I cleaned all the surfaces (or so I thought) meticulously.

Removed the schrader core and applied a heat sink to the suction line service valve.

Preheated the area evenly.

It just would NOT FLOW.

As a stop-gap measure, I applied some stay-silv flux to the joint, thinking it would clean any residues. Fairly certain that made matters worse.

When a joint goes wrong like that, I just wish I knew the reason, so I won't repeat it in the future.

I don't know if it was the proximity of the heat sink (probably six inches down the line, doubt it), or some sort of oily residue that just wasn't coming off the fitting with sanding, or even worse - a problem with my technique.

This is an old condensing unit that had the quick-connect fittings, so there is technically no "service valve". Idk how those things connect, but I know I'm going to have to cut it out and install a new length of 3/4" tubing into the condensing unit itself and completely remove that for fear of being too close with the heat if I cut off the bad braze joint.

Blows.


----------



## beenthere

basically, only if my B tank is low on gas. Then its hard to get the fitting hot enough.


----------



## VersaTek

I think this was a classic case of overheating the fitting because I had the wrong torch tip and also the fact that 5% brazing rod blows donkey balls.

I threw a couple of larger torch tips in my bag and got a killer deal on some Lenox 15% rod.

I figure by the time I had the fitting hot enough, it was heavily oxidized.


----------



## beenthere

Small tips can be a draw back on large fittings.


----------



## VersaTek

beenthere said:


> Small tips can be a draw back on large fittings.


Indeed.

Since this happened, I'm considering switching over to oxy-acetylene on my personal van. I've been reading on it. I've used oxy-acet quite a bit too. Honestly, I've never really had a preference. It just depends on what my particular employer provides. In my personal time van, always used an air-acetylene torch.
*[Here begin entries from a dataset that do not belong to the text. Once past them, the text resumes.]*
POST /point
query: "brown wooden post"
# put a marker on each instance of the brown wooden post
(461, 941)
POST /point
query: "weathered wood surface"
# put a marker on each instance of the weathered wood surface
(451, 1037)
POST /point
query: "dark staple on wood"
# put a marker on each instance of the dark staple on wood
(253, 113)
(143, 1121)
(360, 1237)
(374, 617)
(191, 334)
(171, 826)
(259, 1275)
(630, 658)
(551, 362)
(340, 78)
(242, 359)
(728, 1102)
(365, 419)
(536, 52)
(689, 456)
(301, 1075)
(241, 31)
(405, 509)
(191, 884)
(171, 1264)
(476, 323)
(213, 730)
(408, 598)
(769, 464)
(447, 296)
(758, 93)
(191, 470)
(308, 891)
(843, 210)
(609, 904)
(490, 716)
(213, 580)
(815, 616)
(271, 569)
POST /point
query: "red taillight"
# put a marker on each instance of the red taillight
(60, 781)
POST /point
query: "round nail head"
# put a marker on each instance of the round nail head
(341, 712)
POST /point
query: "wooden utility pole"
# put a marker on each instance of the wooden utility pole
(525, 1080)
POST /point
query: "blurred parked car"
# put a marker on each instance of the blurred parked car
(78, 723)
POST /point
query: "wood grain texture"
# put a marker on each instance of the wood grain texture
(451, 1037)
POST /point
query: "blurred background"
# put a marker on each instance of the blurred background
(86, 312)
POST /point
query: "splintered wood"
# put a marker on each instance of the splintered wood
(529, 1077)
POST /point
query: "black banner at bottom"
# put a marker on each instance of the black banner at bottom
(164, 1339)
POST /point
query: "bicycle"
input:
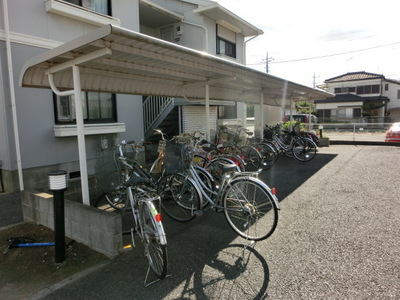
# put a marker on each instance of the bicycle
(249, 205)
(292, 144)
(232, 144)
(147, 219)
(268, 153)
That may be changing though.

I've been reading on carburizing vs. oxidizing flame. It's my understanding that if you run your oxy-acet a little oxygen deprived (or carburizing) that it will prevent oxide build up by robbing oxygen from the surrounding area. 

This alone seems like a good reason to try it. Although in my reading I found a page that says to use a neutral flame for copper-to-copper.

Idk, I'll give it another shot and see what happens.


----------



## beenthere

If your flowing nitrogen while brazing. Then a slightly carbonizing or oxidating flame make no difference on the inside of the fitting.


----------



## VersaTek

beenthere said:


> If your flowing nitrogen while brazing. Then a slightly carbonizing or oxidating flame make no difference on the inside of the fitting.


I do flow nitrogen. It's the outside of the fitting that concerns me. Not getting a good bond because of oxide.


----------



## beenthere

VersaTek said:


> I do flow nitrogen. It's the outside of the fitting that concerns me. Not getting a good bond because of oxide.


Getting the joint hot fast is probably the best way to avoid that as far as brazing is concerned.

But give it a try, and see if you thought works better for you.


----------



## VersaTek

I'm going back Saturday...

This time with a larger torch tip and 15% rod.

I will report back.

Words can not express just how messed up this fitting was.

I should have saved it and taken pictures, but I was at the point of blind rage, so tossed it. Literally.


----------



## beenthere

I done a few that were just hard to get to. Where I used the old saying. if you can't make it look nice, at least make it leak proof.


----------